There’s a flip-side to this though…

He’s been an athlete for decades, having qualified for Boston every year and regularly running sub-three hour marathons (if I remember correctly, his pace for the Crim 10 miler – our local standard for how fast one can run – was less than 60 minutes).  When he started having knee trouble he switched to cycling and has always been in the 20+ mph club.  My buddy’s heart found new ways to get blood to it.  It grew new branches to the arteries and while inefficient, because he was such an enthusiastic athlete, his body found a way to keep the effort up.  If not for his fitness, it doesn’t take a rocket scientist to figure out what his likely fate would have been.

In the end, we all know what must be done, it’s just a matter of being willing to do it.  Eat healthy and lead an active life.  This won’t guarantee longevity, I wish it did.  What it will guarantee is that we get to live the healthiest, longest life possible.  If we’re fortunate enough to find happiness, especially in the fitness end of that equation, we’ll also get to enjoy it as well.

Ride hard my friends.



  1. unironedman says:

    Okay, so I don’t really ‘like’ this, as such. But I would be willing to bet once those arteries have been given a good scrape that he’ll be back in the saddle again in no time. In fact, he’ll probably be faster than ever. Just to really annoy ya!

    • bgddyjim says:

      This thought has not escaped me… Particularly, Mike has been a lousy climber. As the heart rate typically spikes on a climb, I expect his performance on a hill is about to change and I’ll be in for a rude awakening… On the other hand, I’ll have to get stronger to keep up. While climbs won’t be as easy anymore, I’ll also end up stronger for keeping up. I’m choosing to look at this as a good thing.

  2. Dan says:

    The latest research shows that blocked arteries are more hereditary than food! Eat up. I think about that since both my grandfathers and my dad have had heart disease with plugged arteries. I have an elevated risk because of that. Hopefully I’ll die riding?

    • bgddyjim says:

      Typically, and this isn’t meant to be argumentative, hereditary factors usually dictate only a 10-30% increase in risk…

      Obesity runs in my mom’s side of the family but you’d never guess looking at my siblings and me (none of us are even overweight)… Same with alcoholism – my brother and I got it but everyone else is reasonable. Typically speaking, it’s what we do with our genes that matters.

      I haven’t seen the latest though, I’ll check it out. Thanks Dan.

  3. Gail says:

    I like what you wrote and how you wrote it. A lesson for me, as I tend to be much more judgey and sanctimonious. It’s a hard lesson learned, but you simply cannot outrun, out bike, or out exercise bad food choices.

    Your stat about hereditary factors is pretty much spot on. It’s about 25% among women and a little higher among men,

    I’m hoping that Mike makes a full recovery!

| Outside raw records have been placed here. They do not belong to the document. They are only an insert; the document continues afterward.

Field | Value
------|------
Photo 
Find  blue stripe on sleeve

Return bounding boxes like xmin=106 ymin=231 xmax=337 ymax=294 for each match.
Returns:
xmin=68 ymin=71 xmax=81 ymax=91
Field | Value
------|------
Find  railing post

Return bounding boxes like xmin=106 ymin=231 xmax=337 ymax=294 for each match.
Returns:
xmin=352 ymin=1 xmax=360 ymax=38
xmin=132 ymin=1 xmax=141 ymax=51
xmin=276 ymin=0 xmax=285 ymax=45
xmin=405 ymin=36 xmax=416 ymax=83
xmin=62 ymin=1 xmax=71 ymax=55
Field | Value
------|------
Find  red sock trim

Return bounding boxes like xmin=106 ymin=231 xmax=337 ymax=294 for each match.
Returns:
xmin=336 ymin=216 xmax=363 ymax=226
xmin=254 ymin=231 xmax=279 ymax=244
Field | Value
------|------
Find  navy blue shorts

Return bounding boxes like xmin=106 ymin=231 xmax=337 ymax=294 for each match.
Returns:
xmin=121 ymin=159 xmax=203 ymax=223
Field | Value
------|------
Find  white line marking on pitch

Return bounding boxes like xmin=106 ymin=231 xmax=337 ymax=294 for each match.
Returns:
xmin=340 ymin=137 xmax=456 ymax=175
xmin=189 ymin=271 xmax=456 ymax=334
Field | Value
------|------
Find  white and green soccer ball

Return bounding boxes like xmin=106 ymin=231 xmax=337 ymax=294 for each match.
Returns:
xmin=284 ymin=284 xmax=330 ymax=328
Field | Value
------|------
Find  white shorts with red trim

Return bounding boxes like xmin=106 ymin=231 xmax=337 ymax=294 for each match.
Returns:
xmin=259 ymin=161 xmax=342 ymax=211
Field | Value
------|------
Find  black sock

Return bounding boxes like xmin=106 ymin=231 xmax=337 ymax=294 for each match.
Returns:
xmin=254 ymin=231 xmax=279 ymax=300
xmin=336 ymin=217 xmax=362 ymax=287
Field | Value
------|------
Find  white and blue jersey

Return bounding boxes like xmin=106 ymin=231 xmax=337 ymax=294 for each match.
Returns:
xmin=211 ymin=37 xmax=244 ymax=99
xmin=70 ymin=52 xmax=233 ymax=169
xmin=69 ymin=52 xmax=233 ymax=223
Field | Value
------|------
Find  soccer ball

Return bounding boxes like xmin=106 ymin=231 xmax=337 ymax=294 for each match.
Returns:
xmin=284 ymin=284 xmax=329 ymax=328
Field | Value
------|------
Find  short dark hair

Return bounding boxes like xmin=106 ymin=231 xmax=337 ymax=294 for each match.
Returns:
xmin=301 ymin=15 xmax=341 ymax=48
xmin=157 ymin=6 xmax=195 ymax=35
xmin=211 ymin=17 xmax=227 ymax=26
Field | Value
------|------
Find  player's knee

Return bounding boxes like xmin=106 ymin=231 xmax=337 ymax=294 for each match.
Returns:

  4. conflictedhealth says:

    This is very motivational. I’m going to tell my husband. He works 8 hours a day on his feet running his business. He eats beyond #%^&. Forgets breakfast, pop every morning, 10 o’clock break donut with pop, and chips with he PB&J for lunch. He’s covered in muscle from all of the manual labor he does. I try to get a couple of veggies down him at dinner. The only reason he eats them is because our two-year-old is watching. Thank you for the post! My husband is going to hear all about Mike 🙂

    • bgddyjim says:

      The worst artery was 98% blocked.

      I’m all about eating good, fun food. But what you describe is scary. I used to be the same until I hit 32 years-old. I gained 45 pounds in a year. 😉

      • conflictedhealth says:

        Oh no, and you sound so athletic!

      • bgddyjim says:

        I was, then I wasn’t for a few years. Then I saw the error in my ways and went back to athletic again. 😉

      • conflictedhealth says:

        So I told my husband how his unhealthy habits could possibly affect his future… He said when he’s 40 we can talk again. JEEZ ha. Well there was more to it than that but he doesn’t have a problem with his diet 😦

      • bgddyjim says:

        Then let it lie. Be a good example and let him come around to you. You’ve planted the seed now let it grow.